The Cuban government has not officially responded to Washington's latest no-strings offer to provide $6.3 million in light construction materials to benefit hurricane victims. Havana has rejected three previous offers.

The U.S. State Department told Cuban diplomats in Washington on Friday that the U.S. Agency for International Development (USAID) was ready to send $6.3 million in corrugated zinc roofs, nails, tools, lumber, sheeting and light shelter kits by ship to benefit some 48,000 people hit by back-to-back devastating hurricanes.

But speaking at a New York church Monday, Cuba's vice president said Washington can keep making its proposals, but what it should really do is lift the trade embargo.

''They will continue making proposals,'' First Vice President José Ramón Machado Ventura said at a speech Monday in Manhattan. ``If they really want to help the Cuban people, why don't they lift the embargo? They try to say that Cuba is trying to sacrifice its own people for politics when the most politicized thing is the blockade.''

Havana has already turned down flights full of disaster relief supplies and -- as of Monday night -- had not responded officially to the latest offer from Washington.

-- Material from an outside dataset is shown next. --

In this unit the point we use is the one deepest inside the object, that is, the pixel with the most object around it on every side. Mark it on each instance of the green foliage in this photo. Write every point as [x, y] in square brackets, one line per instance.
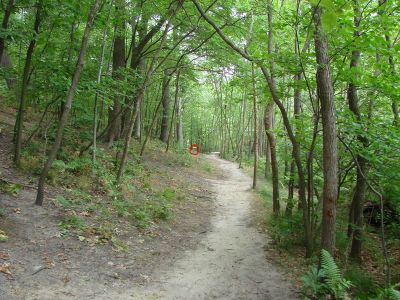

''It's hard to understand -- hard -- how they put politics ahead of suffering,'' U.S. Commerce Secretary Carlos Gutierrez said in a phone interview with The Miami Herald on Monday. ``They said last time that they needed building materials, so we added building materials. It's frankly very surprising that the leadership -- whoever is making the decisions -- is putting pride, power and their own ego ahead of the suffering of the Cuban people.''

The diplomatic note went ignored amid several reports that Cubans receiving cash storm aid from an exile group in Miami were being threatened by state security.

Melba Santana, the wife of a political prisoner in Las Tunas, said that when she attempted to distribute some money to neighbors from $300 in storm aid sent by the Cuban American National Foundation, state security agents threatened to criminally charge her.

''Let's see how far they are willing to take this, how far they are willing to sacrifice people's suffering,'' Santana said in a telephone interview. ``It was a miserable little $10 I was giving out and people are in need.''

The most recent proposal comes on the heels of a diplomatic clash between Havana and Washington over two powerful storms that hit the island in as many weeks. When Hurricane Gustav slammed into western Cuba on Aug. 30, the U.S. government offered $100,000 in aid and a disaster assessment team, a standard initial response to natural disasters that was widely criticized for not being generous and tied to conditions.

Cuba turned it down, saying an assessment team was an unnecessary pretext.

''We don't need experts. Our storm assessment experts are better,'' Machado said. ``They wanted to send spies so they could continue slandering us.''

When Ike hit the east and west coasts of Cuba destroying thousands of buildings in its path, Washington came back with the identical aid package.

Cuba blasted it and asked for a temporary reprieve from the U.S. embargo instead.

Washington came under heavy criticism again for insisting on the assessment team and making such a paltry initial offer. The USAID went back a third time, lifting the conditions and increasing the aid to $5 million in goods and cash.

The Cuban government's official response said what the nation really needed was credits to purchase construction materials. The U.S. embargo prohibits American companies from selling such materials to Cuba on credit. Current law allows food and lumber sales paid upfront in cash.

USAID said $1.7 million of Washington's aid is already making its way to Cuba through nongovernmental organizations.